Он был добрым человеком, не способным на жесткость. Созерцатель и сказочник, нуждавшийся в защите и нежности и при этом мужественно и стойко переносивший все страдания, выпавшие на его долю. Много ему было отпущено, многое он и растратил, не щадя себя. Оттого и ушел из жизни рано, мог бы пожить еще хоть чуть-чуть, тем более что не все успел досказать.
* * *
Укрепи мою волю и сердце мое сохрани — это звучит как слова молитвы, обращенной к природе — Потому что мне снятся костры… — Повремени, подожди, пощади меня, я еще не все досказал, что мог. И все-таки это сны революции, это бессмертье мое звучит как заключительный предсмертный аккорд.
Это начало гибели людей 20-х годов, романтиков и мечтателей — «это сны революции, это бессмертье мое». Их прищемил 17-й год уже 17-летними юношами, как 41-й год прищемил души другого поколения, уже их учеников.
Ускользают впечатления и рассеиваются, а через много лет ловишь их в книге его стихов. Встает образ любимой им тогда женщины. Дуло в окно и шуршала во тьме кромка холщовых штор.
Целые периоды жизни: и мать, и жена, и сестры стирали мое белье.
Мы жили тогда очень бедно, и он роптал в стихах.
Начинающего верить в себя молодого поэта, худого, с веселым оскалом рта, или в последние годы грузного, обремененного инфарктом, глубоко задумавшегося человека, прикоснувшегося в творчестве своем к самому главному в его жизни.

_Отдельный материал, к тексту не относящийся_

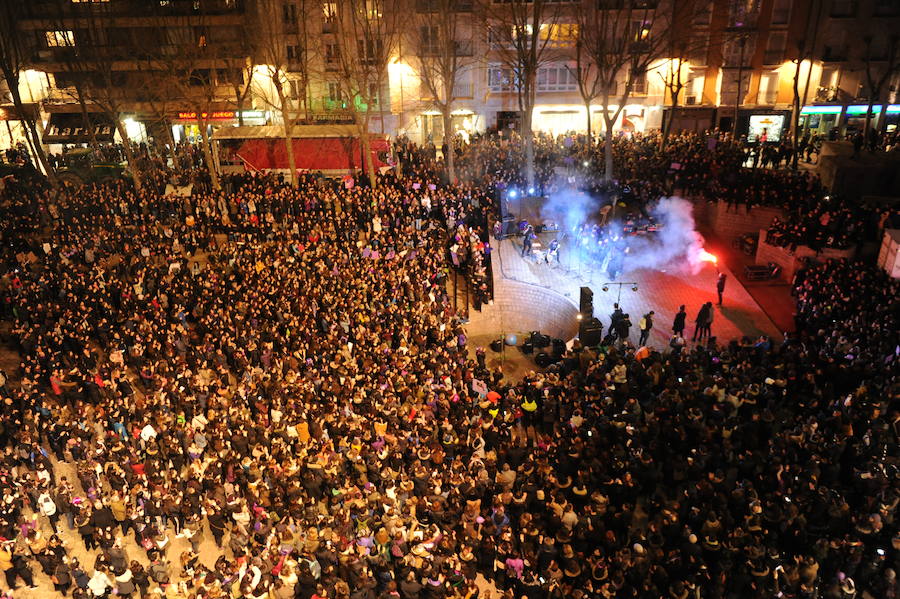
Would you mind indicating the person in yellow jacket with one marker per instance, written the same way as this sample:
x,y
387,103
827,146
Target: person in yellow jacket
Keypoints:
x,y
12,570
529,411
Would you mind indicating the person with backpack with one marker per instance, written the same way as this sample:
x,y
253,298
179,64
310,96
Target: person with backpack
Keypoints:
x,y
159,572
47,507
62,577
646,325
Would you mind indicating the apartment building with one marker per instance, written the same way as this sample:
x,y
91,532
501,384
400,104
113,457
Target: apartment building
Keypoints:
x,y
163,63
149,63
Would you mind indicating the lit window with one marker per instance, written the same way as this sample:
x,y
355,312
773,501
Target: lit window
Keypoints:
x,y
60,39
559,34
556,78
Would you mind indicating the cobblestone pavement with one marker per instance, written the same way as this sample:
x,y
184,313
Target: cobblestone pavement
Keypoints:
x,y
662,292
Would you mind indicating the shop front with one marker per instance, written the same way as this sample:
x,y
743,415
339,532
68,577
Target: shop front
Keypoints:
x,y
185,127
77,128
835,119
13,132
462,122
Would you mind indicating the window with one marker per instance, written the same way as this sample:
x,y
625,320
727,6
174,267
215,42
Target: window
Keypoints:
x,y
370,51
698,51
501,79
768,89
373,95
332,56
739,50
836,45
289,12
640,30
886,8
693,89
373,9
60,39
462,86
556,78
559,34
775,48
843,8
429,36
334,91
295,88
781,12
729,89
200,77
329,17
639,83
743,13
703,13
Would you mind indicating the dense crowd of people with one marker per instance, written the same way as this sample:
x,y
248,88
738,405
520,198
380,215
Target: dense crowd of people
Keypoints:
x,y
273,381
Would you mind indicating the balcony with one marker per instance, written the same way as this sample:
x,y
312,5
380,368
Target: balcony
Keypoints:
x,y
463,89
834,54
434,6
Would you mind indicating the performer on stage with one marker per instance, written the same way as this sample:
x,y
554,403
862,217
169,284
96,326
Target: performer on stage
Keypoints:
x,y
529,237
552,252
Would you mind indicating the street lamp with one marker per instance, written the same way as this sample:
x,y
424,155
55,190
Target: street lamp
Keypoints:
x,y
620,284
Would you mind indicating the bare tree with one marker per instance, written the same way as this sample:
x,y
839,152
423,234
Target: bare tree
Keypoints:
x,y
622,38
441,57
366,36
13,59
803,47
588,80
520,32
679,46
284,59
200,71
91,65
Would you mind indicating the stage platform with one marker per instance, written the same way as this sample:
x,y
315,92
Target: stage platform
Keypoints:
x,y
662,292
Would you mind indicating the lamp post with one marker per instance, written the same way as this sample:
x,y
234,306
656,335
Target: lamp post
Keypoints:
x,y
620,284
742,41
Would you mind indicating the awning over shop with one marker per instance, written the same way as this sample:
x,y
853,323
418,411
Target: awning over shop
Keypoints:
x,y
68,128
8,112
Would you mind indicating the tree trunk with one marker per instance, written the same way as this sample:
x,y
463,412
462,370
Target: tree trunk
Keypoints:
x,y
171,140
31,134
129,154
868,118
795,118
450,157
207,153
289,143
528,138
587,107
87,119
667,129
368,165
607,150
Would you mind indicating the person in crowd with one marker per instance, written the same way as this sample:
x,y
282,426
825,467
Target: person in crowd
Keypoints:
x,y
309,397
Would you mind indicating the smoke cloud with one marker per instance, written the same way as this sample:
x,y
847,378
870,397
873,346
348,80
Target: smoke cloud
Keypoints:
x,y
674,246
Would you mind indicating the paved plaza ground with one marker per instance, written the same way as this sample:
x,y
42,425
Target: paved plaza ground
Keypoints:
x,y
660,291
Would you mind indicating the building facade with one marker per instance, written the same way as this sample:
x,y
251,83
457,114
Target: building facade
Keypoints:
x,y
170,67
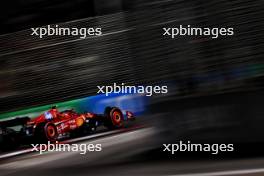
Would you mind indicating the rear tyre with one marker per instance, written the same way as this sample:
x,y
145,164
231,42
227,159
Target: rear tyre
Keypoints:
x,y
115,118
51,132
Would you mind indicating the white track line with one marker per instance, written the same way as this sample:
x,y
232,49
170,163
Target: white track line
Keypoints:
x,y
223,173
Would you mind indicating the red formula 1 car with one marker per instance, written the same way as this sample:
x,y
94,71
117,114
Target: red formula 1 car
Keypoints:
x,y
53,125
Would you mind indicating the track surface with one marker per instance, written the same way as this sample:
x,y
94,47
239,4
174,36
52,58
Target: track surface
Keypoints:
x,y
119,150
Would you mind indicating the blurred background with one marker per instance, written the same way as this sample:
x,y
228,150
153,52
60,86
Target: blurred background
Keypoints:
x,y
215,85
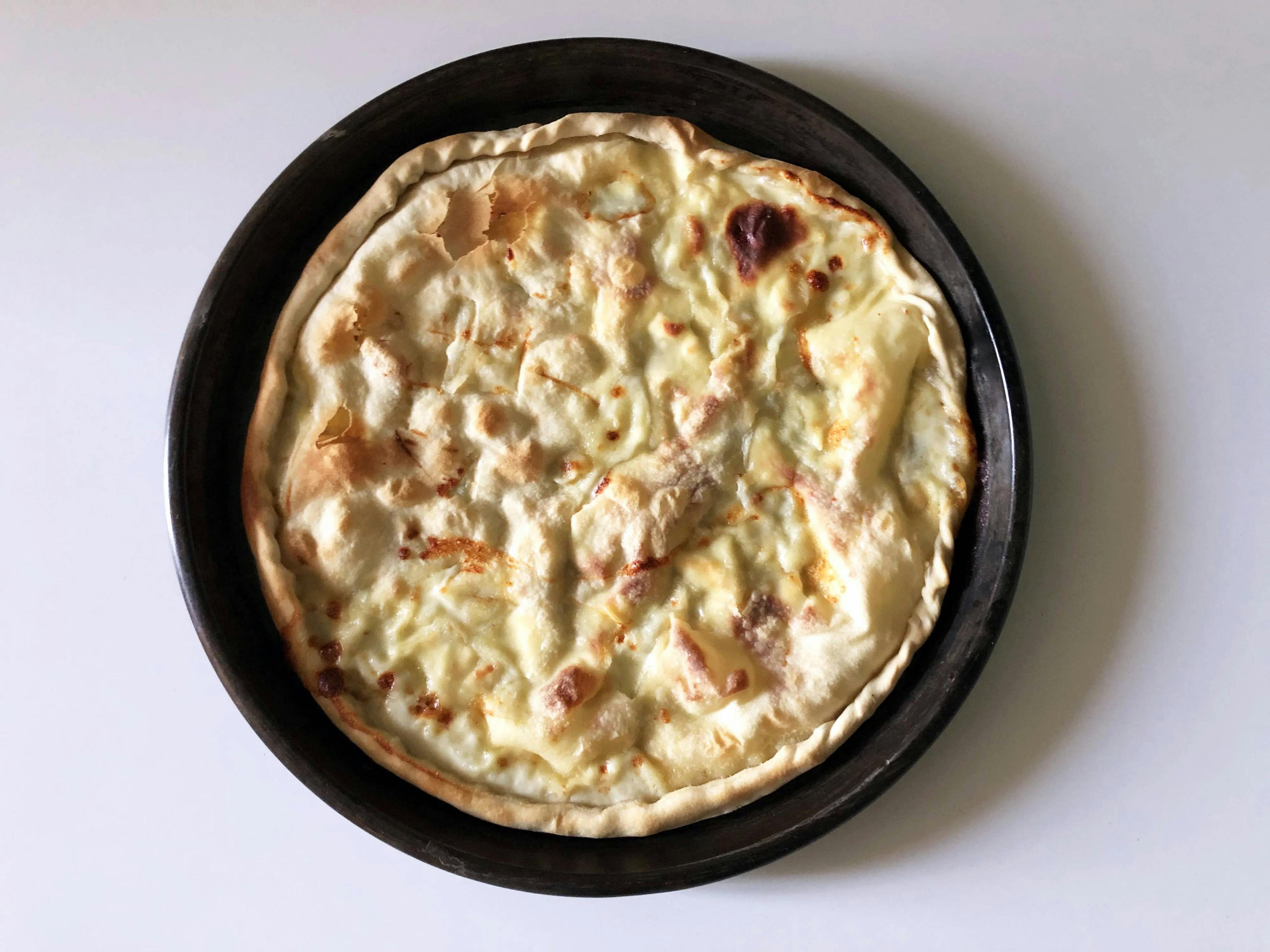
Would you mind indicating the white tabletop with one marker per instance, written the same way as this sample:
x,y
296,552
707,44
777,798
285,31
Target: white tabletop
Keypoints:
x,y
1108,782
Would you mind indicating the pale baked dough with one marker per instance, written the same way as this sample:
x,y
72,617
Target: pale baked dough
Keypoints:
x,y
604,478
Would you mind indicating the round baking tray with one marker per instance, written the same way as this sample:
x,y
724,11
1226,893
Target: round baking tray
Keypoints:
x,y
218,376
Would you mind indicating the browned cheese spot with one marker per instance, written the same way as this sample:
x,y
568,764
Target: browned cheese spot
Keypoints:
x,y
571,687
489,419
476,555
804,352
331,682
737,681
757,233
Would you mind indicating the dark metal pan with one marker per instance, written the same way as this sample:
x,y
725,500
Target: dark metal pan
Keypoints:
x,y
219,370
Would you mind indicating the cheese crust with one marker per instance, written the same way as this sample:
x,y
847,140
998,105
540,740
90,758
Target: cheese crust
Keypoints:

В поэме он перебирал свою жизнь.
Отец, будучи родом из Заонежья, сумел нас всех влюбить в этот край. Край голубых озер, вереска, деревянной архитектуры и мужества, с кривыми карельскими березами и холодеющей гладью озер.
* * *
Какая плотная была у нас семья. Какая сжатая. Нас было пять человек, как кулак из пяти пальцев, внутри которого, как в калейдоскопе, переливались елки, пасхи, бумажные куклы, Оболенское и разные, разные радости. Теперь остались только я и Нина[7]. Она больная и старая, я тоже старая и, кажется, тоже больная. Два пальца, согнутые и не главные на руке: мизинец и безымянный. Остальные уже разогнулись.
Пришла телеграмма из далекого Петрозаводска о смерти нашего дяди (брата отца). По праву младшей и более подвижной в семье решено было, что поеду я.
В Москве была довольно теплая осень. Наскоро купив билет, уложив в сумку нужные на три дня вещи, я в летнем пальто села в поезд.